In a previous post, I presented data showing that the contribution of fielding to variance in run prevention had declined about 75% in the last few decades. I now want to look at a related phenomenon.
I’ll call it rfield inflation. It looks like this:
“Rfield” is the fielding component of WAR. It represents “the value in runs of all aspects of the player’s fielding.”
In the 1950s and ’60s, one unit of rfield equated to one run saved, as it is supposed to. But thereafter, it tanked. In the 2024 season, one unit of rfield was worth about 0.5 runs saved.
This is only an indirect consequence of the increasing contribution of fielding-independent pitching or “FIP” (strikeouts, walks, home runs allowed) to run prevention. Skillful fielding, it’s true, contributes less than previously to avoiding runs. But that just means better-than-average play should be awarded less rfield credit—and worse-than-average charged less—than in previous years. If the calibration of rfield had tracked the contribution of fielding to runs saved, a unit of it would have remained worth one run avoided over time. But because that hasn’t happened, fielding play today is being appraised at a rate that overstates its consequence by as much as a factor of two.
The result, logically, is a substantial bias in evaluation of the significance of players’ fielding skills on game outcomes.
Let’s consider the case of Derek Jeter.
It’s been claimed that Jeter “could be worst short defensive short stop of all time.” Baseball Reference records his career rfield as -253 or 253 extra runs incurred—0.11 runs per game.
But that’s a demonstrable over-estimation.
We can correct for rfield inflation with the fielding regression model used to generate the above figure, which tracks the actual impact of a unit of rfield in runs allowed across seasons.
For this purpose, we should exclude the 1990s. As I explained in my previous post, a short period of bad data renders rfield unreliable for a significant portion of that decade, as has been chronicled by Sean Smith in his book War in Pieces.
So let’s confine ourselves to the years 2000-2014, which make up 77% of Jeter’s career. During those seasons, Jeter was credited with an rfield of -224 in approximately 2109 games played.
But that assumes a unit of rfield was worth one run saved. It wasn’t.
If we perform the appropriate conversion to compensate for rfield inflation (the failure to recalibrate rfield as the relative contribution of fielding to runs saved declined) over the period of 2000-2014, we get -186.
If we assume, as seems defensible, that Jeter’s performance in the field between 1994 and 1999 was comparable to his performance thereafter, then he has been blamed for 20% more runs allowed than his play likely cost the Yankees over his career.

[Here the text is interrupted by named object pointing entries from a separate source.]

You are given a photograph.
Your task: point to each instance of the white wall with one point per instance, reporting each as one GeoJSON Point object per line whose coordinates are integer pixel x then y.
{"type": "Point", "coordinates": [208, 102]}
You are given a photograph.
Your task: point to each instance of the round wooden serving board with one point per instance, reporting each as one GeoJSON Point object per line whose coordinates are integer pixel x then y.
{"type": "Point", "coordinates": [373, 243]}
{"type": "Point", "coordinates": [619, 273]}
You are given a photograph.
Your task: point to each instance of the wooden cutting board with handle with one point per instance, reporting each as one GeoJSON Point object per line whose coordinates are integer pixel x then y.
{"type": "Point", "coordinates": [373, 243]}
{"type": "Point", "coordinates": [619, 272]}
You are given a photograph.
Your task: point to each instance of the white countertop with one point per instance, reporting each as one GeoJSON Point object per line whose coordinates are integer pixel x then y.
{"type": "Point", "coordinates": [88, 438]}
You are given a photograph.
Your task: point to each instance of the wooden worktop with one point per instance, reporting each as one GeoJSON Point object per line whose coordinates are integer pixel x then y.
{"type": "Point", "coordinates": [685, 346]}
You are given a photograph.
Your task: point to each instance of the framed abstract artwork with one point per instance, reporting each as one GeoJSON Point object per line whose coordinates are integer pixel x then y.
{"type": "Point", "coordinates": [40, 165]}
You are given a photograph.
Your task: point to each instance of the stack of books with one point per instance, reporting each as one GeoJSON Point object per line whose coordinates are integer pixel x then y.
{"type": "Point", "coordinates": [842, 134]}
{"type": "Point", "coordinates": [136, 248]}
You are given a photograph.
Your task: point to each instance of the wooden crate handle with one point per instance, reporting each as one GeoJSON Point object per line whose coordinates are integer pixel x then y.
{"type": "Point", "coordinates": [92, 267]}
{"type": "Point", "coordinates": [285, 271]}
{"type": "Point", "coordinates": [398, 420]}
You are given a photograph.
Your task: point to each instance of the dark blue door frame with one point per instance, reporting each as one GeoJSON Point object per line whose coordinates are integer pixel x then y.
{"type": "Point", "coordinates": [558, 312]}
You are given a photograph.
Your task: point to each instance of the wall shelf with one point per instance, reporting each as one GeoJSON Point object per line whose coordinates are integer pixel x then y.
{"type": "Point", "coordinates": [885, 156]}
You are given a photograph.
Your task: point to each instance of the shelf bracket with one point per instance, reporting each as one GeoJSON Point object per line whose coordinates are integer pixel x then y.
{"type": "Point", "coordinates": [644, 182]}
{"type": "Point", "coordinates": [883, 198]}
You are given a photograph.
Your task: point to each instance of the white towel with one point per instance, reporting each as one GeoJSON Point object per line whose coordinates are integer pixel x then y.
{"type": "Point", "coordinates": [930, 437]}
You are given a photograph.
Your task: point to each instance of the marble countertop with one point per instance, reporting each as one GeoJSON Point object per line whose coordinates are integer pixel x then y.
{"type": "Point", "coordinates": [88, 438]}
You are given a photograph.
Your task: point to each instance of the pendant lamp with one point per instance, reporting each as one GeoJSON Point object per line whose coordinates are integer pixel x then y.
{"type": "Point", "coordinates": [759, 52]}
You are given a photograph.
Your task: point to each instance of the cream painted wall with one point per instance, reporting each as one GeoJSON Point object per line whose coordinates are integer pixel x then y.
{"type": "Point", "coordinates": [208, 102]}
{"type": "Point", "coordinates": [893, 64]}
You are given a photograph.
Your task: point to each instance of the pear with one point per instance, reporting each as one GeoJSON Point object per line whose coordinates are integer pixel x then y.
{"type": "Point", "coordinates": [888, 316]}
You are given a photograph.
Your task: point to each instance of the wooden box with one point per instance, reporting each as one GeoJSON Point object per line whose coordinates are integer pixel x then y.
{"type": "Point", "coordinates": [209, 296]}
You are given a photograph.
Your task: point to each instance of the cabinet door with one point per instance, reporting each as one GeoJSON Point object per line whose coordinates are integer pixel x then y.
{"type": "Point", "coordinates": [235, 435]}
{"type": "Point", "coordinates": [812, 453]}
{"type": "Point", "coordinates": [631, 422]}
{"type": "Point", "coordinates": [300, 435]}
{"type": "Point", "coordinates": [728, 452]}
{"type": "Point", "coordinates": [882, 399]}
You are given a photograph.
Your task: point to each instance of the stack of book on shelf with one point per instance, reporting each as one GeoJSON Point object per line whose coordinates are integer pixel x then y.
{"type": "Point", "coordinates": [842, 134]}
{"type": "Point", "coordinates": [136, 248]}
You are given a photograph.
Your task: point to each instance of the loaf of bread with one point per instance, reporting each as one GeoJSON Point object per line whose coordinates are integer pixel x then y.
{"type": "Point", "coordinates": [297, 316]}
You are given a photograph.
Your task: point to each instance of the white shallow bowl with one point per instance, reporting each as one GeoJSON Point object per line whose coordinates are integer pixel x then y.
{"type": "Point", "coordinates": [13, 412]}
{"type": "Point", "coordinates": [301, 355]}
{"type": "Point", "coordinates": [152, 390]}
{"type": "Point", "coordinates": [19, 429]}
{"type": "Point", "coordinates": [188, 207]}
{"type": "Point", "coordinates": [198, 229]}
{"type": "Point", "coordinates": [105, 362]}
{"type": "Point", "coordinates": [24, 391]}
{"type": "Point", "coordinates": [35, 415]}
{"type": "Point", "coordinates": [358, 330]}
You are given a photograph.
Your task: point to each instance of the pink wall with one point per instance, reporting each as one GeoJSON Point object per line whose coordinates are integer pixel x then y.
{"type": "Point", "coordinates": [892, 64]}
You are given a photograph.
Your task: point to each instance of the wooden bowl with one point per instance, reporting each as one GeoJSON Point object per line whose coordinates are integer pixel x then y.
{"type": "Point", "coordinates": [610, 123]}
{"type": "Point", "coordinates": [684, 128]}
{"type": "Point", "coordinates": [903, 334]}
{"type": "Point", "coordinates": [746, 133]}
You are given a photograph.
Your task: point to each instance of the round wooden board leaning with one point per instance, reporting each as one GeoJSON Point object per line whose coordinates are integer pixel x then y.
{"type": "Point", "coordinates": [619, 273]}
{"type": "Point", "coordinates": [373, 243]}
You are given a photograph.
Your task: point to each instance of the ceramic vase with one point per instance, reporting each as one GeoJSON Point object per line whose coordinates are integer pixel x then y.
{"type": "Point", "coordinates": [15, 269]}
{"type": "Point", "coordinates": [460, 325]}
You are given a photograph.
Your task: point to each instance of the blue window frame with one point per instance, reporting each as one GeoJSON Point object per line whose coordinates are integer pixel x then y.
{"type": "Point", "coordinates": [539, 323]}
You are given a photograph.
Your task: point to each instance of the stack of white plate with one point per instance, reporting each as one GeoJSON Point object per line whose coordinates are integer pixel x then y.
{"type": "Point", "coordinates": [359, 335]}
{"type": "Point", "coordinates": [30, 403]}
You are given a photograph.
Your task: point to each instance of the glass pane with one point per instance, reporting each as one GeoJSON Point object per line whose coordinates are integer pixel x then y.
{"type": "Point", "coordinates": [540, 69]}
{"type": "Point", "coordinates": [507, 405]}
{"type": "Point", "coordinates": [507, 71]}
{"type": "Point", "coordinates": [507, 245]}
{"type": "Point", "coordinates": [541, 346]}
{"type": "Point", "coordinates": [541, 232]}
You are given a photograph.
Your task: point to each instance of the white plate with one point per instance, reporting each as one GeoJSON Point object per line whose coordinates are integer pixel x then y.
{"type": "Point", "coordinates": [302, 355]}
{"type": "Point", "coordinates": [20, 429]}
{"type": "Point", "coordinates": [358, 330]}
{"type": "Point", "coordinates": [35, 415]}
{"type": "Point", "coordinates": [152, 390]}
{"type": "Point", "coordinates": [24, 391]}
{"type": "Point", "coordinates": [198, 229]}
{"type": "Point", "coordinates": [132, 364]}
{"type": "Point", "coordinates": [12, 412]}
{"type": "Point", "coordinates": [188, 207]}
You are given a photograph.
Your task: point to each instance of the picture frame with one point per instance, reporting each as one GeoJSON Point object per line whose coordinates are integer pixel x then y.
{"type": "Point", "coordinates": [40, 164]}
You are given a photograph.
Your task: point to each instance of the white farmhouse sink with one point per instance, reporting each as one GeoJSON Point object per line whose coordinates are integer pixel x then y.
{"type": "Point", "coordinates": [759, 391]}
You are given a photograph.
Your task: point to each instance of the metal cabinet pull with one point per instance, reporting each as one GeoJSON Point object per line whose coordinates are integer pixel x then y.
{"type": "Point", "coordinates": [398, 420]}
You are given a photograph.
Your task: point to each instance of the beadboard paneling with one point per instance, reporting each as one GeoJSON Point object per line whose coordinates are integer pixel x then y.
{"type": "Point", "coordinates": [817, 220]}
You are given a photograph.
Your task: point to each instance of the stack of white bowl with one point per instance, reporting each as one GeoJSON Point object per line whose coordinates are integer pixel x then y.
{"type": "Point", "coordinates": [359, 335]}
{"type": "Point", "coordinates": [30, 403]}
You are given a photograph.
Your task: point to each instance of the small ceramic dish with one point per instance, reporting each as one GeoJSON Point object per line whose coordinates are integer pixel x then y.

So how bad a shortstop was he? Should he be considered the “worst” ever?
I dunno. But I do know it makes sense to remove what rfield inflation has added to the debate. A 20% misestimation is pretty substantial, as measurement goes, and could have an even more dramatic impact in other settings (take a look at the distortion of the all-time ranking of defensive runs saved by third basemen, e.g.).
I want to conclude with one important point intended to avoid possible confusion about this analysis. Nothing about rfield inflation implies that rfield is an invalid measure of fielding proficiency.
On the contrary, my analysis in the last post strongly supports the validity of the measure, not only in the period since 2003, when Baseball Reference began to use Baseball Info Solutions digital evidence, but also before then, when rfield was based on Sean Smith’s ingenious coding of play-by-play summaries in retrosheets.
Aside from a period in the 1990s, rfield has always made a very valuable contribution to a model that, along with FIP, does an extremely impressive job in explaining variance in runs allowed at the team level. Such an analysis shows that fielding has grown progressively less important as a style of pitching that features spiraling strikeout rates has taken hold. But that is something we can discern precisely because rfield is a valid measure of what fielding adds to averting runs.
Rfield inflation is rather a failure to update. The model used to determine the contribution of fielding apparently hasn’t been re-tested over time to see if the precise weight it is attributing to fielding proficiency is continuing to make the contribution to runs avoided that units of the metric are represented as reflecting, viz., runs avoided.
That’s easy enough to fix. But the failure to make this correction can lead to some serious distortions in evaluating the consequence of how differences in players’ fielding skill—positive or negative—actually affect the fates of their teams.